Q: Is Halloween actually popular in Ghost World, or is that just a stereotype?
In Ghost World, Halloween is high holidays. More ghosts celebrate Halloween than Christmas–some 75-80% of ghosts. And we have the accompanying to-dos that precede any major holiday: consumerism, dinners, costume parties, the like.
We also have a massive spike in Haunting Club recruitment September-November.
Not that you need to be a registered member to go haunting on Halloween—it’s the one night of the year that anyone can go out to haunt passersby without a licence. But if you want to enter someone’s home to watch an advanced member of Haunting Club enact their grand finale on a groomed target, then you have to have passed a bystander exam, which takes at least a month of study. And when you are inevitably smitten by the performance, you end up plodding through another month of paperwork to win a sponsor and start your haunting coursework. Hence, the three month upsurge.

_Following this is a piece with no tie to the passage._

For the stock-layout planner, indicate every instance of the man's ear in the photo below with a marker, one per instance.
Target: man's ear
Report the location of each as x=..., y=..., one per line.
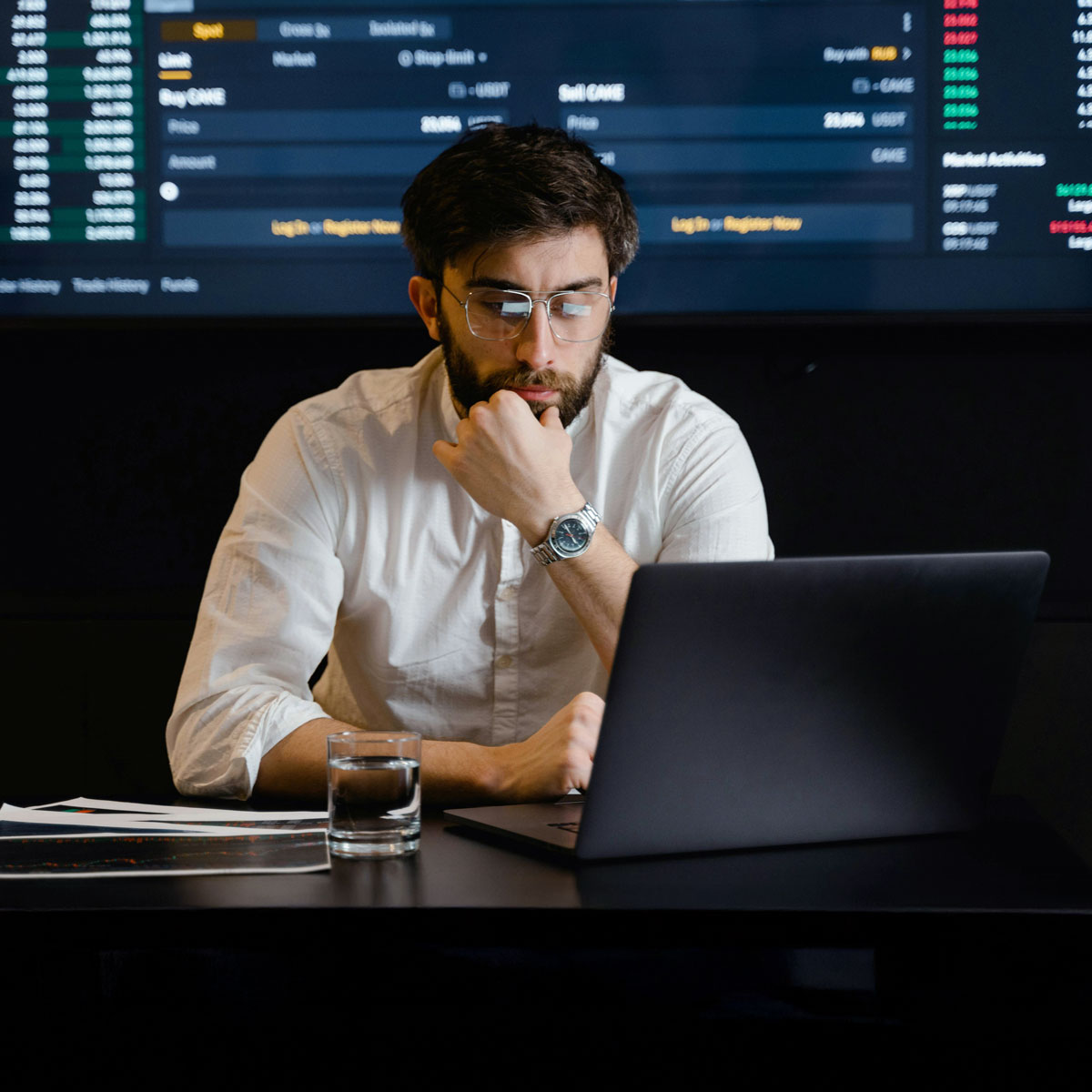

Q: How do ghosts celebrate?
It’s culturally specific in the same way that alively Halloween is. And it also varies by generation and received family tradition. But there are a few tendencies that seem to cross the board.
For instance, there is plenty of ‘candy’ a.k.a. colourful nodules of bright, pulsing, riveting energy that are specially formed to remind ghost children of the sugary tastes of alively candy and activate positive, exuberant emotions.
And almost all of us go haunting in some form.
Q: Are the veils truly thin on Halloween?
So, as you may have gathered by now, yes. Yes, they are.
On the one hand, you have all these little ghostlings flailing about full of ‘candy’, their outlines and energies heightened by the experience, sparking through the veils.
And on the other hand, you have adult ghosts who have either trained to haunt targets, or who plan to take advantage of the open season. The combination of intention turns the veil to nothing more than mesh for about three hours on either side of midnight as October passes into November.
Q: Will we haunt you, specifically?
That depends. But in short…
If you are out and about for Halloween and in a public space, then you’re fair game, but unlikely to be much bothered–haunting is difficult work and the unlicenced are also the unpracticed.
If you’re out in a cemetery or battleground or whathaveyou, then you might witness a haunting, generally with some visuals or a sense of heightened energy brought on by the collective locale.
If you live in or visit a home with a co-habitant ghost–a ghost that shares space but does not intentionally haunt, and therefore does not require a licence–you might see an uptick in their activity because of the circulating energies. It’ll pass.
If you’ve been targeted, oh you better believe we will haunt the shit out of you. What is Halloween even for if not that?
Q: Is Halloween evil or demonic?
No. Absolutely not. I cannot say this enough.
Halloween, for ghosts, is one part joy and one part nostalgia–a time to play and a time to remember how we played on the other side. It’s about connecting, to each other and to willing alivlies. It’s about silly costumes and happy (or tearfully candy-crashed) children. It’s lovely.